ML-Assisted Events Data Coding

I am working on a number of projects to help teams of researchers incorporate machine-learning models into their events data coding. I have had the most success using GPT models to help locate relevant news articles and to extract relevant details from those relevant news articles.

I have also produced a number of Shiny applications that help speed up human coding or verification of ML-models’ outputs and reduce human error.

Working papers

Coding with the machines: machine-assisted coding of rare event data, with Johanna Birnir, Ernesto Calvo, Keith Chew, Jordan Dewar, Roman Hlatky, Amy Liu, Henry Overos, and Ojashwi Pathak.

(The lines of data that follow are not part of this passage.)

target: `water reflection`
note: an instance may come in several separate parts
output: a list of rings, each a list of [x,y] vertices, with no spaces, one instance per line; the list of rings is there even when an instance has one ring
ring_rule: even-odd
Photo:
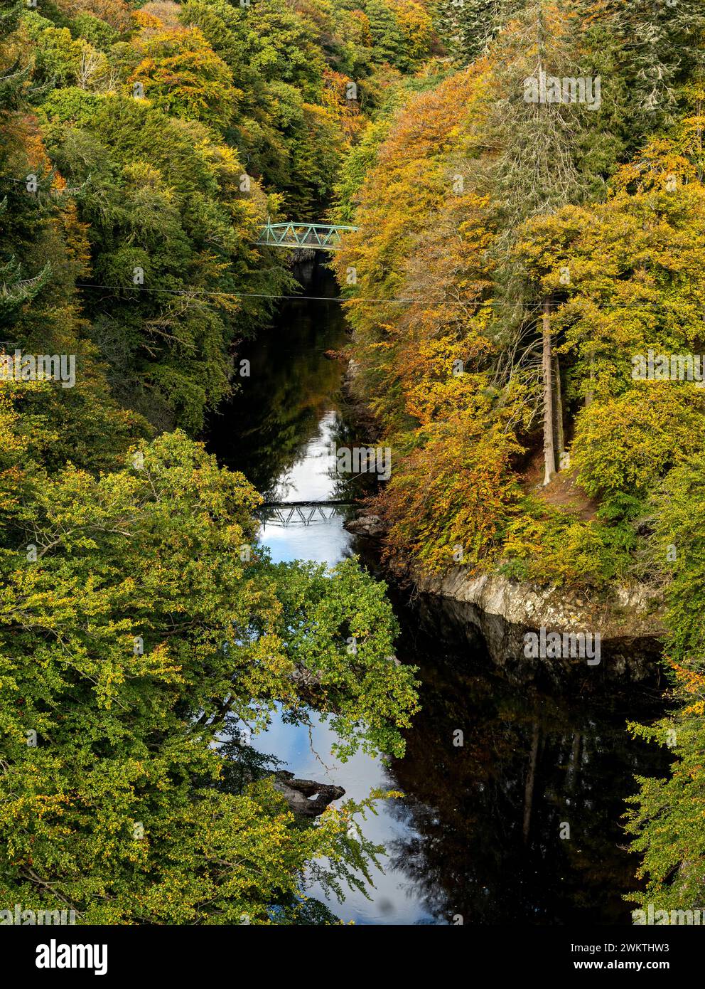
[[[319,270],[309,292],[336,289]],[[343,365],[324,356],[345,344],[340,309],[303,301],[287,305],[245,353],[251,378],[209,442],[268,500],[351,496],[359,484],[341,482],[330,452],[332,439],[353,442],[339,394]],[[261,537],[275,561],[333,565],[354,549],[344,517],[336,509],[309,525],[267,522]],[[621,848],[622,801],[635,773],[659,772],[665,761],[632,741],[625,722],[648,718],[661,691],[626,676],[585,694],[577,678],[519,678],[490,663],[457,614],[437,602],[396,604],[397,655],[419,666],[422,679],[423,709],[403,760],[358,755],[341,764],[315,716],[310,731],[274,719],[255,740],[298,776],[341,785],[350,797],[373,787],[406,794],[364,825],[387,849],[371,900],[352,891],[342,906],[329,904],[333,911],[362,924],[628,924],[621,894],[633,886],[635,862]]]

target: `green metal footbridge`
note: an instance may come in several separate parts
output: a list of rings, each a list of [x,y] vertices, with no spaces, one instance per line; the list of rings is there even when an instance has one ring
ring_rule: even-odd
[[[305,247],[308,250],[340,250],[344,233],[359,229],[342,224],[271,224],[260,230],[255,241],[270,247]]]

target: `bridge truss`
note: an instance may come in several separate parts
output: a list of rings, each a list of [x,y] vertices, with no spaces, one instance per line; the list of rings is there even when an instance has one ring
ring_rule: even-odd
[[[263,226],[258,244],[270,247],[306,247],[309,250],[340,250],[344,233],[358,229],[343,224],[270,224]]]

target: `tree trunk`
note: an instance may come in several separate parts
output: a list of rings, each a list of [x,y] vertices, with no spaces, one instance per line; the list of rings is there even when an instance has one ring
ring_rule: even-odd
[[[590,355],[589,355],[589,380],[590,380],[590,382],[592,382],[592,380],[594,378],[594,371],[593,371],[593,368],[592,368],[593,362],[594,362],[594,351],[590,351]],[[594,393],[592,392],[592,389],[590,389],[589,392],[586,392],[586,405],[585,405],[586,408],[592,402],[593,398],[594,398]]]
[[[566,449],[566,435],[563,429],[563,398],[561,392],[561,366],[558,357],[553,357],[553,377],[556,382],[556,457],[558,460],[558,470],[562,468],[561,460]]]
[[[543,483],[547,485],[556,472],[556,449],[553,442],[553,384],[551,368],[550,299],[543,301],[542,358],[543,379]]]

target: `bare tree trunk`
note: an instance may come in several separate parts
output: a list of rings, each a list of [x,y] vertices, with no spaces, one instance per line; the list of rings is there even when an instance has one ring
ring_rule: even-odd
[[[542,357],[543,379],[543,483],[547,485],[556,472],[556,449],[553,442],[553,385],[551,368],[551,333],[549,315],[551,300],[543,301]]]
[[[566,435],[563,429],[563,397],[561,392],[561,366],[558,357],[553,357],[553,377],[556,382],[556,455],[558,459],[558,470],[561,470],[561,459],[566,449]]]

While machine coding of data has dramatically advanced in recent years, we do not know the relative performance of supervised and semi-supervised algorithms when coding political data – especially when compared to human coding. In this note, we juxtapose (1) a semi-supervised dictionary-based classifier with (2) an out-of-the-box GPT 4 model and (3) a fine-tuned BERT transformer – and compare all three to human coding of rare events data. We find that the transformer models outperform the bag-of-words approach, especially when fine tuned. None of the models beat human coding – but only in well-known contexts. Our results, however, suggest that the transformers do better than humans in less familiar contexts and that with additional training they can rapidly close the remaining gap to humans. We conclude by discussing the benefits and drawbacks of machine coding.

Presentations

UMD Methods Workshop (Fall 2023)

Do you research political events, including protests, mediation, voting, or sanctions? Our traditional method for collecting these events data involves reading thousands of news articles to extract the relevant information and put it into a dataset that we can use for our analysis. This process is very time-consuming and can be prone to error. Happily, advanced large language models, including GPT, can assist us. These models are easy to use in R and can be seamlessly integrated into your data collection process. I will step through how to use out-of-the-box GPT models in R to extract useful information from news articles. You can use these models to extract information from thousands of news articles in mere minutes.